I was almost unaware of it, the book in my hand, focused on the heart wrenching words the author had written. The protagonist of the book was writing a book, a guidebook on death. There was something about processing words written in black in white on paper, instead of a screen that added to the emotional effect. Maybe the processing was different, or just the feeling of having a book in your hands instead of a glaring white screen.
If I could pick the time of my death, this would be it.

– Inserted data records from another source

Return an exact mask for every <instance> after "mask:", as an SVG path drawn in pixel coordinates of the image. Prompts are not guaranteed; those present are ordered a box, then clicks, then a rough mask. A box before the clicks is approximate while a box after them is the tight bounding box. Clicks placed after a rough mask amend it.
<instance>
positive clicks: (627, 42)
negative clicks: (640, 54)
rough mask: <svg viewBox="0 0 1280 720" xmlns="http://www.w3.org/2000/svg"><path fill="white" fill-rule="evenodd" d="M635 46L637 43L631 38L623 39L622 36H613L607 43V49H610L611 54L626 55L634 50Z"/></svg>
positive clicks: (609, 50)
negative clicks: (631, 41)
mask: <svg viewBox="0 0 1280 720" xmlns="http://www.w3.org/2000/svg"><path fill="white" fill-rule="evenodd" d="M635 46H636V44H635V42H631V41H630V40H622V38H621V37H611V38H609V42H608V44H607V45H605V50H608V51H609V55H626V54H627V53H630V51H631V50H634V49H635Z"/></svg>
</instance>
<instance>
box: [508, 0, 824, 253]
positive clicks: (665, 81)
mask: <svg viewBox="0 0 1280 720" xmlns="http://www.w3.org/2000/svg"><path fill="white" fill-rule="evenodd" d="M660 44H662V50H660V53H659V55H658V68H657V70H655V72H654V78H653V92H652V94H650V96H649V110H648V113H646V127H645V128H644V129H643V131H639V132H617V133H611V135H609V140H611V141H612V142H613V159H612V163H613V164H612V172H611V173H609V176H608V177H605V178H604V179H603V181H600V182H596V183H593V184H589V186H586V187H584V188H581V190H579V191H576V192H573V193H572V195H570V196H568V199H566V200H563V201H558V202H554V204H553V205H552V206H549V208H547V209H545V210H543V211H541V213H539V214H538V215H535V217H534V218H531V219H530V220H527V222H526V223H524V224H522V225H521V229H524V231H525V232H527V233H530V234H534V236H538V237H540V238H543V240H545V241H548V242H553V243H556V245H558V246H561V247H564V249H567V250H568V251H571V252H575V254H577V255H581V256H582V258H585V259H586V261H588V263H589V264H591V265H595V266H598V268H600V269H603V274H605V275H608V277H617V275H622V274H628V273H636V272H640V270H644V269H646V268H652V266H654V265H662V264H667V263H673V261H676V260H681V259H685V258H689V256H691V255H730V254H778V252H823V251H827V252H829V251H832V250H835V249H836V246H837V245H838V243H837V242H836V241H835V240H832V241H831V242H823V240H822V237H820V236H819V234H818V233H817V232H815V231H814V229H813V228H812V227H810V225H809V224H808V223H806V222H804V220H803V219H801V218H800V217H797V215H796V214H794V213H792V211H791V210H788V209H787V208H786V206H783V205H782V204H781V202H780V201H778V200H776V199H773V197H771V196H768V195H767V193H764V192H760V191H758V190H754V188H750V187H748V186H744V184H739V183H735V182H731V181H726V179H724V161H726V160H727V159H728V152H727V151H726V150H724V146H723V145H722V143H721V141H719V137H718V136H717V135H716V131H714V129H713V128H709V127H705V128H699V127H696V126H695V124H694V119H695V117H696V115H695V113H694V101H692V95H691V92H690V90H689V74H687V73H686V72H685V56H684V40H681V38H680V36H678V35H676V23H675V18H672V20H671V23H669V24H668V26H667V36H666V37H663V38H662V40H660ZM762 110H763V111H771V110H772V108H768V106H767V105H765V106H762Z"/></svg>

The thought pervaded my senses until it was all I could think of. While the book definitely contributed to the emergence of this epiphany, it wasn’t all there was. Lately, I had been driving myself up the wall, ruminating a little more than usual about death.
I thought of the time I had been forced to look at the corpse of my grandmother. How I’d sobbed standing over the narrow grave, in which they would put her, never to be seen or heard from again! What a monumentally dismal prospect, of having spent an entire life, struggling for power and importance, only to be left behind in a little space inside the earth, and getting dug up as soon as the government decides to sell that land to some corporation or building project, bones and remains discarded somewhere in a landfill or some other place, with some other people.
It took me some time to remind myself that it didn’t matter if the grave was narrow; corpses don’t need to breathe.
The memory of an acquaintance was the next to leave an imprint on my already forlorn thoughts. His life was bleak. I knew this through the limited interaction with him, and then after his death because he was friends with all my friends. Four days had passed since his untimely demise and most of them still remained in a state of persistent disbelief.
How is it that even after witnessing the last breath go out, the last brain wave become silent; we couldn’t bring ourselves to completely accept his departure? We mourned his loss, sometimes silently, with tears quietly creeping down our cheeks. Other times, we would flick through the pictures and the videos. It was morbid watching him smile out of the screen, without a clue about the future. Time is, as always, a mystery and never truly ours. We live by borrowing the time of other people and then, when we leave them, we hand over our clock and without a word, force them to live on without us, in a time that is only theirs. He would never borrow our time, and nor we, his.
The sky was turning from a burnt orange to a periwinkle. The black and white tuxedo cat sitting in front of me yawned and rose up only to sit down again, curling his tail around his paws. He looked at me, yellow eyes curious but not enough to investigate the moisture on my face.
I looked towards the dying sun and tried to breathe.
Yes, I would choose to die at twilight.